3e „of de armen en scholen bezorgd worden”. De armen door de kerk en de scholen door de overheid. De scholen gingen tijdens de Republiek niet van de kerken, of van vrije vereenigingen, maar van de plaatselijke overheden uit. Daar echter de overheid gereformeerd was, liet zij de zorg voor de scholen meestal aan de kerken over. De kerkeraad trad dan plaatselijk als schoolcommissie op, zorgde voor geschikte en gereformeerde onderwijzers en examineerde ze daartoe. In onzen tijd, nu de overheidsschool neutraal is, moet de kerkeraad zorgen, dat er door de ouders christelijke scholen worden gesticht.

4e „ten laatste of er iets is, waarin zij het oordeel en de hulp der classe tot rechte instelling hunner kerk behoeven”. Een algemeene vraag, maar inzake concrete punten, die de rechte instelling (constitutie = samenstelling) der plaatselijke kerk raakt. Een classe kan niet op alle vragen, die niet op concrete gevallen doelen, ingaan. Zulk een advies moet niet slechts het persoonlijk gevoelen van den praeses, maar het gevoelen der classe wezen en met haar instemming gegeven worden.
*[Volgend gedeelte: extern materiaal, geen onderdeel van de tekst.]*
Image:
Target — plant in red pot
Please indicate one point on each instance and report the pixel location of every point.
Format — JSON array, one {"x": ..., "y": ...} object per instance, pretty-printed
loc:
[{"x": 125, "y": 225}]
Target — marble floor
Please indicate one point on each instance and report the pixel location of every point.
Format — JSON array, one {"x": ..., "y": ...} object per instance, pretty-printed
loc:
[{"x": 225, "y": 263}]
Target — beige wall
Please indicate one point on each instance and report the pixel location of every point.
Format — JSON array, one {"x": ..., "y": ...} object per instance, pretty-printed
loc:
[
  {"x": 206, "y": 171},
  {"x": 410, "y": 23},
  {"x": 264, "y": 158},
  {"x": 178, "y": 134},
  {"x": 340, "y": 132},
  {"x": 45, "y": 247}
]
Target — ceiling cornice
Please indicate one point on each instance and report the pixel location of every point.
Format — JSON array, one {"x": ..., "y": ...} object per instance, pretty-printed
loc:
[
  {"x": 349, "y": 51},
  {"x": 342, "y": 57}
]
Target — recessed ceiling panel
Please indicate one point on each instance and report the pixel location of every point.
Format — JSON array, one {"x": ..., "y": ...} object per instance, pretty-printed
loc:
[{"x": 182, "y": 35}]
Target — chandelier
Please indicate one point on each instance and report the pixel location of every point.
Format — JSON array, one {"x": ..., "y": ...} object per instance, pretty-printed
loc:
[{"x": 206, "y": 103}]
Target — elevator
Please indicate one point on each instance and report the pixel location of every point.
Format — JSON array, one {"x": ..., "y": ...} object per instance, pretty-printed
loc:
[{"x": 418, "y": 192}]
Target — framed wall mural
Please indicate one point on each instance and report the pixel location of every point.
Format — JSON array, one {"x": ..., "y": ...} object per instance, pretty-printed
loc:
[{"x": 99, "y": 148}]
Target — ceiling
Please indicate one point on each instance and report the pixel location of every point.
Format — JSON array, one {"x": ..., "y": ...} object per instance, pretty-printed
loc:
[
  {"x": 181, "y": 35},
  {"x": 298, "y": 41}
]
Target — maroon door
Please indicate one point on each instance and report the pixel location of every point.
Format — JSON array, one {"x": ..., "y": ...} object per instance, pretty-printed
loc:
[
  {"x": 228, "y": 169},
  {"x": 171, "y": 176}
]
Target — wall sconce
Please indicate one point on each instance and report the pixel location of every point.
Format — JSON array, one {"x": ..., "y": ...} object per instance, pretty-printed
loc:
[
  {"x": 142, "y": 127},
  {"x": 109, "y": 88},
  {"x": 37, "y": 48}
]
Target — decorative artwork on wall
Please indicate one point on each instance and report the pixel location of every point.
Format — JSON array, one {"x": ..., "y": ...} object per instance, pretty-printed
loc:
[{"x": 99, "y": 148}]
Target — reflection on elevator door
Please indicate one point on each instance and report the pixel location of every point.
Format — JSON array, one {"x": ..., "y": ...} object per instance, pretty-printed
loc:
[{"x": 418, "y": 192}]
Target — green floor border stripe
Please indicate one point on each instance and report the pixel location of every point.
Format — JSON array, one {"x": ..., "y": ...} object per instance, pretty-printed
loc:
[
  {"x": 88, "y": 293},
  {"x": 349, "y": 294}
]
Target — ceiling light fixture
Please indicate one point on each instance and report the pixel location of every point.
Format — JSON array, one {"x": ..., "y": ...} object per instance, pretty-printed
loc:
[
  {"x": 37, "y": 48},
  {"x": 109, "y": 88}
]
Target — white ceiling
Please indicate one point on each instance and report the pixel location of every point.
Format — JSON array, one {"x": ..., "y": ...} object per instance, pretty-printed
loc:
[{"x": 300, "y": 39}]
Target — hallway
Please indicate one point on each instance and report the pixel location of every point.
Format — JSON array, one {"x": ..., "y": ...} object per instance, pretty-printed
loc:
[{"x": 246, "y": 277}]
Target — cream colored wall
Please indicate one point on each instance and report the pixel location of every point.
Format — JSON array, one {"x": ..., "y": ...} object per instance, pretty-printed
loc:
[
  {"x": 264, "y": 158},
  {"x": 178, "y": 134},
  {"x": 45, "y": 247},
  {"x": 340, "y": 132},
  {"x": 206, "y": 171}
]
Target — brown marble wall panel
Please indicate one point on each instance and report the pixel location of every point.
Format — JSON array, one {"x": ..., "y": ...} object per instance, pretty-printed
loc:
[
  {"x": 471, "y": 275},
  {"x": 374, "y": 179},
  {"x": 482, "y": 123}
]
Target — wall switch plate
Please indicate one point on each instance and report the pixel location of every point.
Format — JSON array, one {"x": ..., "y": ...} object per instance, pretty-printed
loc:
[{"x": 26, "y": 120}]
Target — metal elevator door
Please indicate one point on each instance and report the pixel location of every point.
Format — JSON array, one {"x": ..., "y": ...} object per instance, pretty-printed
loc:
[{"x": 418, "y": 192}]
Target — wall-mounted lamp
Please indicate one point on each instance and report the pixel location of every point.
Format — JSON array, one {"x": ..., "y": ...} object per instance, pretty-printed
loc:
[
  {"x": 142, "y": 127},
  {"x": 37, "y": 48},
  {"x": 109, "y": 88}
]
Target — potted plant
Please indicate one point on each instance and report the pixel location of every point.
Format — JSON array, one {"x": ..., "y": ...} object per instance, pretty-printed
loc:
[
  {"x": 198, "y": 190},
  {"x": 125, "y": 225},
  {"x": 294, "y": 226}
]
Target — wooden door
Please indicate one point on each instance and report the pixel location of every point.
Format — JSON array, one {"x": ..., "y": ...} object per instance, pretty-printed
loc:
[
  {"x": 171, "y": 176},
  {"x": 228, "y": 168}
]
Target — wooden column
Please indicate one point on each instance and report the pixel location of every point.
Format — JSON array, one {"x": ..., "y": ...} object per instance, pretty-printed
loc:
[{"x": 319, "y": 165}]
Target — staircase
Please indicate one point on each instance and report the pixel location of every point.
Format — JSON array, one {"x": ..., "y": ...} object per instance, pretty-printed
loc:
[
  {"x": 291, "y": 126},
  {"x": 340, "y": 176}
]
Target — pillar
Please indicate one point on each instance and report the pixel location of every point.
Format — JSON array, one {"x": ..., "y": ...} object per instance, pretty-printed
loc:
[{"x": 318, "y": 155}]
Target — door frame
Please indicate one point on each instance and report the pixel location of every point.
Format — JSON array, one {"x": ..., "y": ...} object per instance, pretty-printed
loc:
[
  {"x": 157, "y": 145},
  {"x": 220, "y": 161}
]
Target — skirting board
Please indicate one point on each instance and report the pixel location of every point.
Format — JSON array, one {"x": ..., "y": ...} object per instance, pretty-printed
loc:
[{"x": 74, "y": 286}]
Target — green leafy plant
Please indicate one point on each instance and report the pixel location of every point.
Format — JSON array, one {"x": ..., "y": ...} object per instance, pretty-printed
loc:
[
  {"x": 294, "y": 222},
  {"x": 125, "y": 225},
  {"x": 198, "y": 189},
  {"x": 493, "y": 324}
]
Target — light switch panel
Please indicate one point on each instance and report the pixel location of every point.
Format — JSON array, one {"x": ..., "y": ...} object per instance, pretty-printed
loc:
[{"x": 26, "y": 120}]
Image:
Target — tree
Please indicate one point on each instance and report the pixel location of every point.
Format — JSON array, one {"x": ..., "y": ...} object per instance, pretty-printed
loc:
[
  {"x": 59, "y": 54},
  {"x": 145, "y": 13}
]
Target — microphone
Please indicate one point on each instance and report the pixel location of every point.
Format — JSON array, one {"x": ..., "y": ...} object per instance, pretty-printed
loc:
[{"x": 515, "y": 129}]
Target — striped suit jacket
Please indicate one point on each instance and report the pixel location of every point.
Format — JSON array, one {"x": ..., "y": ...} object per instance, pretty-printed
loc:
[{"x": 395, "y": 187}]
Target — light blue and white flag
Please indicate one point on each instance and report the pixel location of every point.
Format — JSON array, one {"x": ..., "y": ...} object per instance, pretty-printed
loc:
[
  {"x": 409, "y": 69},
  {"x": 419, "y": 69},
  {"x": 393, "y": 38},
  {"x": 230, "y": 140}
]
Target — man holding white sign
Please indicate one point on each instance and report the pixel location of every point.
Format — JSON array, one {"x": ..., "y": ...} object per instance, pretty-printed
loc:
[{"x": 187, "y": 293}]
„En eindelijk zullen in de laatste vergadering vóór de Particuliere Synode verkozen worden, die op deze Synode gaan zullen”. Het motief daarvoor was, dat men eerst op de laatste classis weet, wat er op de synode gebracht moet worden, en dat alle kerken de namen der afgevaardigden zouden weten.

Er is geen vaste regel in de K.O. aangegeven, welke zaken bij instructie en welke naar art. 41 aan de orde gesteld moeten worden. Alle vragen die op de inrichting (Latijn: constitutie = inrichting, toestand) der kerk betrekking hebben, mogen naar

|192|

art. 41 aan de classe gedaan worden. Maar het is wenschelijk, dat bepaalde voorstellen enz. bij wijze van instructie aan de orde gesteld worden.